After a multidisciplinary team approach to manage the patient, including high-dose steroids, and switching his antimetabolite from azathioprine to mycophenolate mofetil, the patient’s symptoms resolved.

Ultimately, the patient was discharged in sinus rhythm without terbutaline. Outpatient heart monitoring revealed no further bradycardia. In subsequent visits, he had normal heart rates and improved surveillance studies without further changes in his medication regimen.

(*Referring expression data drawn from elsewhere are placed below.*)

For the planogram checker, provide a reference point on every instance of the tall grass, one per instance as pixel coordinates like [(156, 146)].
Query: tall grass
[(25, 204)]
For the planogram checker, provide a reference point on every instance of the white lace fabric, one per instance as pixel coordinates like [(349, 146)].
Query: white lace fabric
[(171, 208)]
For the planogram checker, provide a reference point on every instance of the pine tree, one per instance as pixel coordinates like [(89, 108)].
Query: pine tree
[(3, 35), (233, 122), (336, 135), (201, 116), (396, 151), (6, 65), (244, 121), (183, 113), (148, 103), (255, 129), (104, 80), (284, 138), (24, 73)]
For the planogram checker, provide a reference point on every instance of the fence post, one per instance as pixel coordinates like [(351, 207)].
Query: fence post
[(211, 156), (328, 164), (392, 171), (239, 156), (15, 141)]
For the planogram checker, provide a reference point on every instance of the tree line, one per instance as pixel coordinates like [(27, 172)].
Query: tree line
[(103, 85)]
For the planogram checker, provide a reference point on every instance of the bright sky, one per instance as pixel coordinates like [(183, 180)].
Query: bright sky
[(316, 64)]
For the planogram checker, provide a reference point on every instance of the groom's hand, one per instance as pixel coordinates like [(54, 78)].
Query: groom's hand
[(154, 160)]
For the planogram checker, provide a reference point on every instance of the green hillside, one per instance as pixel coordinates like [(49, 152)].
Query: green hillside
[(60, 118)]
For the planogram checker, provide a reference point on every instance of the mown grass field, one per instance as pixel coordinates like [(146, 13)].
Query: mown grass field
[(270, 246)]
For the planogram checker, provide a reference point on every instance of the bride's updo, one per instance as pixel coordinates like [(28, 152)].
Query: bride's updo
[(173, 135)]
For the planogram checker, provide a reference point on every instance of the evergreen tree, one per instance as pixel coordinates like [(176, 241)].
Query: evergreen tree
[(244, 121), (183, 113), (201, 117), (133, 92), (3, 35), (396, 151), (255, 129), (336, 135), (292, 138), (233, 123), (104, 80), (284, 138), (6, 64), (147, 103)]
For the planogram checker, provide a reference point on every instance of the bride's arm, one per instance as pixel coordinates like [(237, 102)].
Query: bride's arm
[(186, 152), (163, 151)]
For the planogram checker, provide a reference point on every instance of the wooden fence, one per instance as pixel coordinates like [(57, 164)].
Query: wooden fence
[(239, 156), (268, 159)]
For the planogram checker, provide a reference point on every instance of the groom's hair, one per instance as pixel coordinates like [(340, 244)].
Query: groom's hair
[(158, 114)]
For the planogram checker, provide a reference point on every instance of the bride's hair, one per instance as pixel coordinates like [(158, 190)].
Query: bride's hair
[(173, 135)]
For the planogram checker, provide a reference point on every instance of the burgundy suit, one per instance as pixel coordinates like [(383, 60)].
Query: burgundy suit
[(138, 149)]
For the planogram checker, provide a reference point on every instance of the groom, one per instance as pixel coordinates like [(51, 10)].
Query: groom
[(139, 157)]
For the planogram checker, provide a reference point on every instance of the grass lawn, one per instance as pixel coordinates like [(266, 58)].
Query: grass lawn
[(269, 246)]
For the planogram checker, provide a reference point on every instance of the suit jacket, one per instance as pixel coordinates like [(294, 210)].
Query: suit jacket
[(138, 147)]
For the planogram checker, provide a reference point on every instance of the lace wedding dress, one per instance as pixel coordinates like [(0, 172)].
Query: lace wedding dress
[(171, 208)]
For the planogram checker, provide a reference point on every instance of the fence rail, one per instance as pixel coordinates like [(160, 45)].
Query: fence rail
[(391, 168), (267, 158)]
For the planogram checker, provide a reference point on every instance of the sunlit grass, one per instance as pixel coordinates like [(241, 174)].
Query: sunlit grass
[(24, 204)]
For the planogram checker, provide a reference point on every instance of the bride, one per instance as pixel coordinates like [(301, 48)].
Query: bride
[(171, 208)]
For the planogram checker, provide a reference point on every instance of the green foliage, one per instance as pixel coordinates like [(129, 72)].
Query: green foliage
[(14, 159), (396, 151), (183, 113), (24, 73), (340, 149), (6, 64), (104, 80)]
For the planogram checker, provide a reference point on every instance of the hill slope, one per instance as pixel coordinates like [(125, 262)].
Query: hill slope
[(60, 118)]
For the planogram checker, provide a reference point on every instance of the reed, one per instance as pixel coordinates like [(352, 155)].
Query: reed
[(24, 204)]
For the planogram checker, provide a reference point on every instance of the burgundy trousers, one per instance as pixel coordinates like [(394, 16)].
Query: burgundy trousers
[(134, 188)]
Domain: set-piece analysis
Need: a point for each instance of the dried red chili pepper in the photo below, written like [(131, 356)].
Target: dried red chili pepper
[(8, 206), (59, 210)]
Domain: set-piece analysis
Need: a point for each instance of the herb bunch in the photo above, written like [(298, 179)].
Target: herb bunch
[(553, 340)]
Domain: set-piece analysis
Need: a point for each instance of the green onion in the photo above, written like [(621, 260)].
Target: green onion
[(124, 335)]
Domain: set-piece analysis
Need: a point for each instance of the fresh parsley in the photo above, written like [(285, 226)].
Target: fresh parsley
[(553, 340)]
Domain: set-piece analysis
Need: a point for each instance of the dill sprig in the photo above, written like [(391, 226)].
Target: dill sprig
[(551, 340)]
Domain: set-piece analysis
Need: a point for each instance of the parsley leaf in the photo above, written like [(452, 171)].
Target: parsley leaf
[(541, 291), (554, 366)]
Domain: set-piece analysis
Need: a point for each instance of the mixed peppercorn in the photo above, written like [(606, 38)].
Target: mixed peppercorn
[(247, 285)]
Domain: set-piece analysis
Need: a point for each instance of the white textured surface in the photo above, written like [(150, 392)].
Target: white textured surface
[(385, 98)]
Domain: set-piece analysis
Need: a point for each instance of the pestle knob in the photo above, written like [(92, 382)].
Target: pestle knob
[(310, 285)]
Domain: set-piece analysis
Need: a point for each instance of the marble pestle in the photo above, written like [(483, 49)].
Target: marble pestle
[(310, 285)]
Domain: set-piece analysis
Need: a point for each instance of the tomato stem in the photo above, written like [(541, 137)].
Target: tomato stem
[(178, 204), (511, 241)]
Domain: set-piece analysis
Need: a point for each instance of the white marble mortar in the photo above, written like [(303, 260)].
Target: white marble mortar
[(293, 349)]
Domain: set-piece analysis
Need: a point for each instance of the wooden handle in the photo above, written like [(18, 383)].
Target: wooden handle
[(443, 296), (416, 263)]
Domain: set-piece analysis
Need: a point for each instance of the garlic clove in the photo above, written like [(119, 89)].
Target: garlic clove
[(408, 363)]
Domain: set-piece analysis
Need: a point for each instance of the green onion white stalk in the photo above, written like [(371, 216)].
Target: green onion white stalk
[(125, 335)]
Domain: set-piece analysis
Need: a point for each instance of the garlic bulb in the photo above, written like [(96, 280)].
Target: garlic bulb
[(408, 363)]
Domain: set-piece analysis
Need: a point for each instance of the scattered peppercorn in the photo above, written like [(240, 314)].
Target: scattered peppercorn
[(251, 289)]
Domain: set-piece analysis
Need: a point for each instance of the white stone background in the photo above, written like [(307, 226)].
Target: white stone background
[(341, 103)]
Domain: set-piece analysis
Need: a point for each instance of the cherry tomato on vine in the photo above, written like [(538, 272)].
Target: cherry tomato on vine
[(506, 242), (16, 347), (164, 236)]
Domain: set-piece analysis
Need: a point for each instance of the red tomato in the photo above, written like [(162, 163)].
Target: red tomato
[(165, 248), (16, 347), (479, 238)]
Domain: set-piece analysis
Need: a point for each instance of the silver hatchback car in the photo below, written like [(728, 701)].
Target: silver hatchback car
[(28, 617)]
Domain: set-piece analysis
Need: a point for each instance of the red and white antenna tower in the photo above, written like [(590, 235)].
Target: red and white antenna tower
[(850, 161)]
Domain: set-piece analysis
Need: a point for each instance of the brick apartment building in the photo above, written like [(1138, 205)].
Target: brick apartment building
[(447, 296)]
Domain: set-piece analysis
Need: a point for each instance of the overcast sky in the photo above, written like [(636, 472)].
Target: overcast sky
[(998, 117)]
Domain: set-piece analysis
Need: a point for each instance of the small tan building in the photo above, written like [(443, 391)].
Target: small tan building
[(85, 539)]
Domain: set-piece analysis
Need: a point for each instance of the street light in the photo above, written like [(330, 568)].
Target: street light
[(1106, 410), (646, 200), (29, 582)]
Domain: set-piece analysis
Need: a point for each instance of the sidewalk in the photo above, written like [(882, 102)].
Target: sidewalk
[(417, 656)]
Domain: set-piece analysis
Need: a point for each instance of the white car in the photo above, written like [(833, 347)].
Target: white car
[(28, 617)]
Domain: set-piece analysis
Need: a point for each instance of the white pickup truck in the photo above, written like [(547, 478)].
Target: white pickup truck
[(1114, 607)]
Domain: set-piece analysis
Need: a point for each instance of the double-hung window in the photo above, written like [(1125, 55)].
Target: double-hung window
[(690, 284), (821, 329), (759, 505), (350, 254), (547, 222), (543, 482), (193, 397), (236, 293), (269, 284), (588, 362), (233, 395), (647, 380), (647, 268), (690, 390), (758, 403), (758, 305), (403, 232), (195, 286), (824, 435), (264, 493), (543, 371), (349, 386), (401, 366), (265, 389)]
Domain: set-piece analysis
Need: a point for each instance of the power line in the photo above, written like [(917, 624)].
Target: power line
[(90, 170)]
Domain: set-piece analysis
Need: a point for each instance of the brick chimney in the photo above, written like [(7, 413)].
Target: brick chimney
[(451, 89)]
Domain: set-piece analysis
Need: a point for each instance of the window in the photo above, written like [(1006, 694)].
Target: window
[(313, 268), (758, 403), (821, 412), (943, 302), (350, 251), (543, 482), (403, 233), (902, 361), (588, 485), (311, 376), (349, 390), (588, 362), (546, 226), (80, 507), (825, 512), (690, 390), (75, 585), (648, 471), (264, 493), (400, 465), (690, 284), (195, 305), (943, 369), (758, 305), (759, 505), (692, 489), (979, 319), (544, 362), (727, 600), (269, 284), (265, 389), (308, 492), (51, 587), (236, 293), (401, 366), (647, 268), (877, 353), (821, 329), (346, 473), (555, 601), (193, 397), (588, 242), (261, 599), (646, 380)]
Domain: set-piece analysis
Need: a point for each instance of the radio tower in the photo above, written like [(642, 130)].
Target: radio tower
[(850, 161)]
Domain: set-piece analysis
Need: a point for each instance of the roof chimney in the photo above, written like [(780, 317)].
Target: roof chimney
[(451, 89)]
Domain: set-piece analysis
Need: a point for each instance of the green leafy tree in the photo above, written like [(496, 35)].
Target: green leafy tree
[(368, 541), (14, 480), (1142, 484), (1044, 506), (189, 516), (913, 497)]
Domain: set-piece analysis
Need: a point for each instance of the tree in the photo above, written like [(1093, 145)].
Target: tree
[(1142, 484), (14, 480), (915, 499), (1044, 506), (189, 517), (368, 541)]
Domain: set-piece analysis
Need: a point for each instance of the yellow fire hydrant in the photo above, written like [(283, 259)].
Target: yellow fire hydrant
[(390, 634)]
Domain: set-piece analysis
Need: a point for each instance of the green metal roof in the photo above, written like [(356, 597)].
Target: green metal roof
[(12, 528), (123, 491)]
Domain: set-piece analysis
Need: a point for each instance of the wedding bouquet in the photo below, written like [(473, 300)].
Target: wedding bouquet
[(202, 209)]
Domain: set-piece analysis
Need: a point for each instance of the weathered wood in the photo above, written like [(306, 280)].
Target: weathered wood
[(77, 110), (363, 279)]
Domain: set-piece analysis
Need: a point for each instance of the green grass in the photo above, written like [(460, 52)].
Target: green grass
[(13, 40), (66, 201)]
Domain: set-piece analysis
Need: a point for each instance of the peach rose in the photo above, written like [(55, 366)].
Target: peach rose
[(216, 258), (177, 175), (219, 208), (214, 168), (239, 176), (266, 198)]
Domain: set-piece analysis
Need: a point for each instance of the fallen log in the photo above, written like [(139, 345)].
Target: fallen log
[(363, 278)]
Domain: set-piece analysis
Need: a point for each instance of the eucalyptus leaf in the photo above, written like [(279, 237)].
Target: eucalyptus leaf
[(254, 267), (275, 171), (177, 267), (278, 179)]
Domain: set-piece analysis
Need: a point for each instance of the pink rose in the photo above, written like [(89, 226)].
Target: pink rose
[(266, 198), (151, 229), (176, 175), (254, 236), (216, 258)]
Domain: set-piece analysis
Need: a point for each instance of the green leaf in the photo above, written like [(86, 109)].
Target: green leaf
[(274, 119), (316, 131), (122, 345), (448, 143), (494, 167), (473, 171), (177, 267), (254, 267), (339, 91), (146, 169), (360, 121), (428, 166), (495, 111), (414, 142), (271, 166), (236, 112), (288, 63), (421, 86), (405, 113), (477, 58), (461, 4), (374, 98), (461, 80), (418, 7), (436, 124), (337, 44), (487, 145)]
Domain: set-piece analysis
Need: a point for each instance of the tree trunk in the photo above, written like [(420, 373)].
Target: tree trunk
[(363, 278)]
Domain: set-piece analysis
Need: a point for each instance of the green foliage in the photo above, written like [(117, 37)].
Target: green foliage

The utility of artificial intelligence when used by cardiac care teams should be evaluated further. As mentioned earlier, the ISHLT guidelines recommend a few alternatives to EMB for rejection monitoring, such as gene expression profiling (eg, Allomap, CareDx, Inc.) and ventricular evoked potentials monitoring, while not recommending the use of various laboratory markers and noninvasive imaging.2 However, little guidance is suggested for suspected rejection when there are nondiagnostic or inconclusive biopsy results. This is especially relevant because human error plays a significant role in biopsy results. One study even suggests that pathologists agreed with each other on cell-mediated rejection approximately 50% of the time.6

Tools such as MMDx, a system that uses machine learning to compare gene expression to a given data set, can assist in managing transplant rejection. Although mainly studied using kidney transplant rejection, MMDx has been shown to provide more diagnostic accuracy than histological biopsy results in kidney transplant patients with antibody-mediated rejection and more accurately diagnose results that were left equivocal with standard histology.4,6 Further studies should be considered involving cellular rejection in heart transplants and the role MMDx and other machine-learning technologies can have when compared to the current gold standard. This could play a vital role in supplementing or replacing the information provided by EMB.


The use of machine-learning tools like MMDx proved to be invaluable in the case of our patient, who had no evidence rejection on EMB. With the information these resources provide, cardiac care teams can effectively impact the management trajectory of transplant patients with complications. Transplant standards should reflect the increased utility of these tools to ensure providers have more guidance when suspecting rejection when biopsy shows otherwise.